Together with his colleague Johann H. Matthaei, he tried to figure out how the genetic information hidden in the DNA strand could eventually be read out as protein. They used a so-called "cell-free" system: in a test tube they put together all the things they thought were needed for protein synthesis – RNA template, ribosomes, nucleotides, amino acids, stabilizing agents and energy.
They carried out a series of experiments to see what amino acid a particular nucleotide template gave rise to. Strands of template with a known combination of nucleotides were run in the "cell-free" system.
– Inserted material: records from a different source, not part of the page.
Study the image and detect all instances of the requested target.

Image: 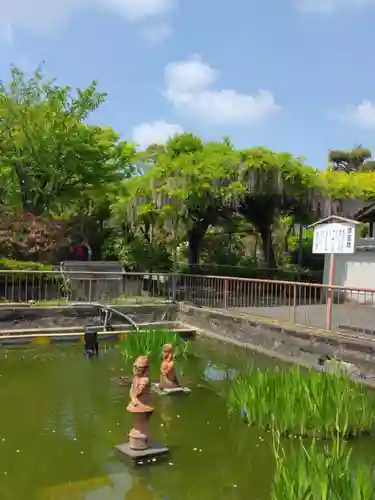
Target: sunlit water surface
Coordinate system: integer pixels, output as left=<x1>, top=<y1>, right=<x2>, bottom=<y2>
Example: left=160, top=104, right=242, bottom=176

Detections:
left=0, top=340, right=372, bottom=500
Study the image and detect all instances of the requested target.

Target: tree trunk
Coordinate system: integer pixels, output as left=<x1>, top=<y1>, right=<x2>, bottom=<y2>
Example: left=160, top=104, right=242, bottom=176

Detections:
left=188, top=221, right=210, bottom=273
left=259, top=226, right=277, bottom=270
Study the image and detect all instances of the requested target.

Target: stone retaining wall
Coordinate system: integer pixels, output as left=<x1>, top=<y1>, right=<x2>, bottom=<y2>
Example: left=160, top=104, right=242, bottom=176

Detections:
left=177, top=304, right=375, bottom=375
left=0, top=304, right=178, bottom=332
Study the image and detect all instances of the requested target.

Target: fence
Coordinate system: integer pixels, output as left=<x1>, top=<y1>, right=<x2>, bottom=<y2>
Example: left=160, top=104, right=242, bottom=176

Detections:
left=0, top=271, right=375, bottom=333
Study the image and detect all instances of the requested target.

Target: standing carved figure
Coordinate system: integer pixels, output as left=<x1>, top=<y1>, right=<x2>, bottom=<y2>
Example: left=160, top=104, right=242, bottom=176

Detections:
left=126, top=356, right=154, bottom=450
left=159, top=344, right=181, bottom=389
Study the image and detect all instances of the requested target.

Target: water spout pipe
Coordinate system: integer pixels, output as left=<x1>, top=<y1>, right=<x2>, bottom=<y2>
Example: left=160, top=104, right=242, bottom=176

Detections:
left=70, top=302, right=139, bottom=332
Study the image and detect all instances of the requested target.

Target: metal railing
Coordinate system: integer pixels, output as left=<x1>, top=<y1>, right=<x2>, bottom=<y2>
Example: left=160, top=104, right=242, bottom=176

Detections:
left=0, top=270, right=375, bottom=333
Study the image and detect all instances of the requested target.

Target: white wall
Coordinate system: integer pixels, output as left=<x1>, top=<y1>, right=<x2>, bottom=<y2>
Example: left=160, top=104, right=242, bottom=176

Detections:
left=323, top=238, right=375, bottom=305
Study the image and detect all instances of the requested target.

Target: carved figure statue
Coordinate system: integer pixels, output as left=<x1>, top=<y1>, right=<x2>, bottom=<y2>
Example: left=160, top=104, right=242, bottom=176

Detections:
left=126, top=356, right=154, bottom=450
left=159, top=344, right=181, bottom=389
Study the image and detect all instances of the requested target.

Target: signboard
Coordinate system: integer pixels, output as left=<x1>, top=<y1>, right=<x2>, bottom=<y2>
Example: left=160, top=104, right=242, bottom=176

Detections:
left=313, top=222, right=356, bottom=254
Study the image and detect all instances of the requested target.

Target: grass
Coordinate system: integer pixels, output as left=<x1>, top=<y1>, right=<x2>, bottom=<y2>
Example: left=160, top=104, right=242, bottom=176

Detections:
left=0, top=295, right=167, bottom=307
left=120, top=328, right=188, bottom=361
left=271, top=431, right=375, bottom=500
left=228, top=367, right=375, bottom=438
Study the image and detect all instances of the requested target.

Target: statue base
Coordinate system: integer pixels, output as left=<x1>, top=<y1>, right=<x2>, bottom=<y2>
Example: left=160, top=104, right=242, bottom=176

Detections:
left=151, top=384, right=191, bottom=396
left=115, top=443, right=169, bottom=462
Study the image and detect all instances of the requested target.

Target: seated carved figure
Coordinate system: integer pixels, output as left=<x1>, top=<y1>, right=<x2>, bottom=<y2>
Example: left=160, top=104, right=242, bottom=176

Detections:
left=127, top=356, right=154, bottom=413
left=159, top=344, right=181, bottom=389
left=126, top=356, right=154, bottom=450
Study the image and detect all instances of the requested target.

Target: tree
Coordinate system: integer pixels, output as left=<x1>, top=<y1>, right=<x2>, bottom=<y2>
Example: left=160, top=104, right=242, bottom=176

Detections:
left=0, top=213, right=67, bottom=262
left=0, top=66, right=134, bottom=216
left=114, top=134, right=239, bottom=266
left=328, top=145, right=375, bottom=172
left=239, top=148, right=319, bottom=269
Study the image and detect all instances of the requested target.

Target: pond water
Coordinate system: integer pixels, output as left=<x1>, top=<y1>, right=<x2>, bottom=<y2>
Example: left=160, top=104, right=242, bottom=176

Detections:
left=0, top=340, right=373, bottom=500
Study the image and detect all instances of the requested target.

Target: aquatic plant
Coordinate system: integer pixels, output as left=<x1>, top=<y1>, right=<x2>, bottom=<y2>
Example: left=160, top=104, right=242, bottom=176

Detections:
left=120, top=328, right=188, bottom=361
left=228, top=367, right=375, bottom=438
left=271, top=431, right=375, bottom=500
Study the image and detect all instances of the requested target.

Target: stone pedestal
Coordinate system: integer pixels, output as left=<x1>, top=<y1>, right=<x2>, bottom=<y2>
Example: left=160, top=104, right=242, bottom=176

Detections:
left=151, top=384, right=191, bottom=396
left=129, top=412, right=152, bottom=450
left=115, top=443, right=169, bottom=465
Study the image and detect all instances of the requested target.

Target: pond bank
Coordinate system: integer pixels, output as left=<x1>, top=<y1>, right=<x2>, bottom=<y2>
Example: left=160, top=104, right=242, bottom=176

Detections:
left=178, top=304, right=375, bottom=388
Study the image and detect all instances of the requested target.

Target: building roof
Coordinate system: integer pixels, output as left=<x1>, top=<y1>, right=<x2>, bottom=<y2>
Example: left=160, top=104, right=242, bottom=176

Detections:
left=353, top=201, right=375, bottom=222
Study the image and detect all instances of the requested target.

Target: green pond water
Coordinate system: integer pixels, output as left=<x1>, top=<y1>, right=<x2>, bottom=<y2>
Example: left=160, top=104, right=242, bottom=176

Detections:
left=0, top=340, right=373, bottom=500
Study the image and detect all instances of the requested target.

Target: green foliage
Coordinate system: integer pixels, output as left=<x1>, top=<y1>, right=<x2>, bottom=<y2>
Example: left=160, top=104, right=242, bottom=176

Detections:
left=288, top=229, right=324, bottom=271
left=229, top=367, right=375, bottom=438
left=320, top=170, right=375, bottom=200
left=328, top=146, right=374, bottom=172
left=0, top=61, right=134, bottom=215
left=104, top=234, right=173, bottom=272
left=0, top=259, right=53, bottom=271
left=271, top=432, right=375, bottom=500
left=120, top=328, right=188, bottom=361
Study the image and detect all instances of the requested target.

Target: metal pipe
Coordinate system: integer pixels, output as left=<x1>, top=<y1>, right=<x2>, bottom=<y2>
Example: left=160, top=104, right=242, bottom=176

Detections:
left=69, top=302, right=139, bottom=331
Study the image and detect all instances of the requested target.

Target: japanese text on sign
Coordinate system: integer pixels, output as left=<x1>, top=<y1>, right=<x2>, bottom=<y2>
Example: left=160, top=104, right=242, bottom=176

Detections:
left=313, top=222, right=355, bottom=254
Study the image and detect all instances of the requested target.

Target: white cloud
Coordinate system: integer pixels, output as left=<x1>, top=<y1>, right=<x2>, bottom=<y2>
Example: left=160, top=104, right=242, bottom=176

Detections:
left=99, top=0, right=174, bottom=21
left=132, top=120, right=184, bottom=149
left=295, top=0, right=375, bottom=14
left=142, top=23, right=173, bottom=44
left=336, top=100, right=375, bottom=128
left=164, top=56, right=280, bottom=124
left=0, top=0, right=176, bottom=37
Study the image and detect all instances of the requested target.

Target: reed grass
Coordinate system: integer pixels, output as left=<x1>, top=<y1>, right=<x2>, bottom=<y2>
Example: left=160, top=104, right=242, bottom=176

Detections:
left=271, top=431, right=375, bottom=500
left=228, top=367, right=375, bottom=438
left=120, top=328, right=188, bottom=361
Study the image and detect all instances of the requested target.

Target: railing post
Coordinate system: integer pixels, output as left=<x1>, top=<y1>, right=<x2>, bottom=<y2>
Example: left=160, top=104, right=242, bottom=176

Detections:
left=326, top=253, right=335, bottom=330
left=172, top=272, right=177, bottom=302
left=224, top=278, right=228, bottom=309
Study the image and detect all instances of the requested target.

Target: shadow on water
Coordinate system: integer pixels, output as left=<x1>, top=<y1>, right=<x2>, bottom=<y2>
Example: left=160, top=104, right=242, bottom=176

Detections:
left=0, top=340, right=372, bottom=500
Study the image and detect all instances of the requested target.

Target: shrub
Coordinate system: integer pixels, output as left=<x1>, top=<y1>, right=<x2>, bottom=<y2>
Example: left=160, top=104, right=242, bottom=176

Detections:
left=228, top=367, right=375, bottom=438
left=271, top=432, right=375, bottom=500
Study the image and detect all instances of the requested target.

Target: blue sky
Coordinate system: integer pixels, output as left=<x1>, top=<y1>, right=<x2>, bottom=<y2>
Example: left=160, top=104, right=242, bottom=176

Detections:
left=0, top=0, right=375, bottom=168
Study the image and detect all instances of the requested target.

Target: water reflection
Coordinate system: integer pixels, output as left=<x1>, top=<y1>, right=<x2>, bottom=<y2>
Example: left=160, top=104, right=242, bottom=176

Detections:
left=204, top=361, right=237, bottom=381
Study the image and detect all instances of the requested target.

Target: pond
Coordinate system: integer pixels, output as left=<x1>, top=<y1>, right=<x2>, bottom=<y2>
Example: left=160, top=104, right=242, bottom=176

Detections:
left=0, top=339, right=373, bottom=500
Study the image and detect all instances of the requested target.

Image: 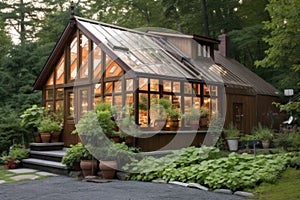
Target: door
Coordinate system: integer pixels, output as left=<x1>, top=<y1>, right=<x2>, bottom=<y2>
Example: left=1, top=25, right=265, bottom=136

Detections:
left=233, top=103, right=245, bottom=132
left=62, top=87, right=91, bottom=146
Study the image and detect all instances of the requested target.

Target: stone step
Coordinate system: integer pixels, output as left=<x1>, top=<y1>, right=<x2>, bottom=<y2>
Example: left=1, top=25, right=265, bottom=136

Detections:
left=29, top=150, right=66, bottom=162
left=22, top=158, right=69, bottom=175
left=30, top=142, right=64, bottom=151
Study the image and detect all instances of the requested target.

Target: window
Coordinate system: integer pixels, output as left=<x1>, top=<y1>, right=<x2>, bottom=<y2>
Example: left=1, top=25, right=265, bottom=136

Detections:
left=93, top=43, right=102, bottom=80
left=69, top=37, right=78, bottom=80
left=79, top=35, right=89, bottom=78
left=55, top=54, right=65, bottom=85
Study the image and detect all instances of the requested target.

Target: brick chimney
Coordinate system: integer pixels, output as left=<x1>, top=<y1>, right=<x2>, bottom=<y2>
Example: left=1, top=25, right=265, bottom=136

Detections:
left=219, top=29, right=229, bottom=57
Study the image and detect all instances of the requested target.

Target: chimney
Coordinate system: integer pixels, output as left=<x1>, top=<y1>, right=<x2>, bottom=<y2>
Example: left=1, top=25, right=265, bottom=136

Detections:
left=219, top=29, right=229, bottom=57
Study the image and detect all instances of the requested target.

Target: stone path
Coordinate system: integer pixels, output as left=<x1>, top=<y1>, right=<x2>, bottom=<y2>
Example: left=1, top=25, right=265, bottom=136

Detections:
left=0, top=168, right=57, bottom=184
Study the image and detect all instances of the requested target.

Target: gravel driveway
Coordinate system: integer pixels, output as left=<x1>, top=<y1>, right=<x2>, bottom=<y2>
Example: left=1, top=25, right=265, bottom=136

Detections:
left=0, top=176, right=243, bottom=200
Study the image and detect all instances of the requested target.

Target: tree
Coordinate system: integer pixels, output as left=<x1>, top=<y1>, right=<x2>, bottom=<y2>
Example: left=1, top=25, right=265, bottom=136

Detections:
left=255, top=0, right=300, bottom=91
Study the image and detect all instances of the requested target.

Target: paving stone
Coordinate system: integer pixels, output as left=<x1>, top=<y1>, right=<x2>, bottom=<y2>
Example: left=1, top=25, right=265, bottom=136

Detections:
left=35, top=172, right=58, bottom=176
left=8, top=168, right=37, bottom=174
left=10, top=174, right=39, bottom=181
left=234, top=191, right=254, bottom=197
left=214, top=189, right=232, bottom=194
left=169, top=181, right=188, bottom=187
left=152, top=179, right=167, bottom=183
left=188, top=183, right=208, bottom=191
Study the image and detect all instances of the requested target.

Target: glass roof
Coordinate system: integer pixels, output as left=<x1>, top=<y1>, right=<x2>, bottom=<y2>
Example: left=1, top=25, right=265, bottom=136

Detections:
left=77, top=18, right=222, bottom=82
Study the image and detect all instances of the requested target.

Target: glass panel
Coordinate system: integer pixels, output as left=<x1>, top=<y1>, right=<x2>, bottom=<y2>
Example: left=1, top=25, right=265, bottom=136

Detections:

They made a very simple nucleic acid, composed of a chain of only one single, repeated letter – the nucleotide uracil, or U. Using this nucleic acid, the system produced a protein that also contained a single letter, but now written in the protein language: the amino acid F, phenylalanine. By showing that a strand of U triplets was indeed the template for the amino acid phenylalanine they cracked the first letter of the code.
This was the result Nirenberg presented in Moscow. While he was at the conference he got a phone call from Matthaei (still working at the lab back home) who told him that CCC was probably the template for the amino acid proline, P.
Har Gobind Khorana, at the University of Wisconsin, devised precise and intricate biochemical methods to produce well-defined nucleic acids, long strands of RNA with every nucleotide in exact position. The first one he made was a strand repeating the two nucleotides UCUCUC. This translated into a strand of amino acids, reading serine-leucine-serine-leucine... Synthetic RNA were later used to decipher the rest of the genetic code.
Robert Holley was a chemist at Cornell University, but learned about protein synthesis during a sabbatical year at Caltech in California. He discovered the special type of nucleic acid called transfer RNA, or tRNA for short.
In 1965 Holley was able to work out its exact structure. This was the first time anyone had established the complete chemical structure of a nucleic acid that was biologically active. tRNA turned out to be the missing molecule that Crick had proposed in his ”Adapter Hypothesis” ten years earlier.
In 1968, seven years after the first letter of the code was presented in Moscow, Nirenberg, Khorana and Holley were awarded the Nobel Prize in Physiology or Medicine.
The importance of the research that was awarded the Nobel Prize in Physiology or Medicine in 1968 cannot be overestimated. Cracking the code of life paved the way for a tremendous boom in molecular biology, enabling scientists to put together strings of DNA and RNA to produce selected proteins.
One example where this technique is used is in the production of pharmaceuticals. The DNA that encodes the protein you want is synthesized and put in bacteria. A new copy of the desired protein is produced every time the bacterium divides. Since an E. coli bacteria can produce approximately 17 million daughter cells during an 8-hour working day (and bacteria work 24 hours a day, 7 days a week), the production is very efficient. In this fashion it is now possible to make many useful proteins, for example insuline (to treat diabetic patients) and different coagulation factors that are needed by patients suffering from hemophilia.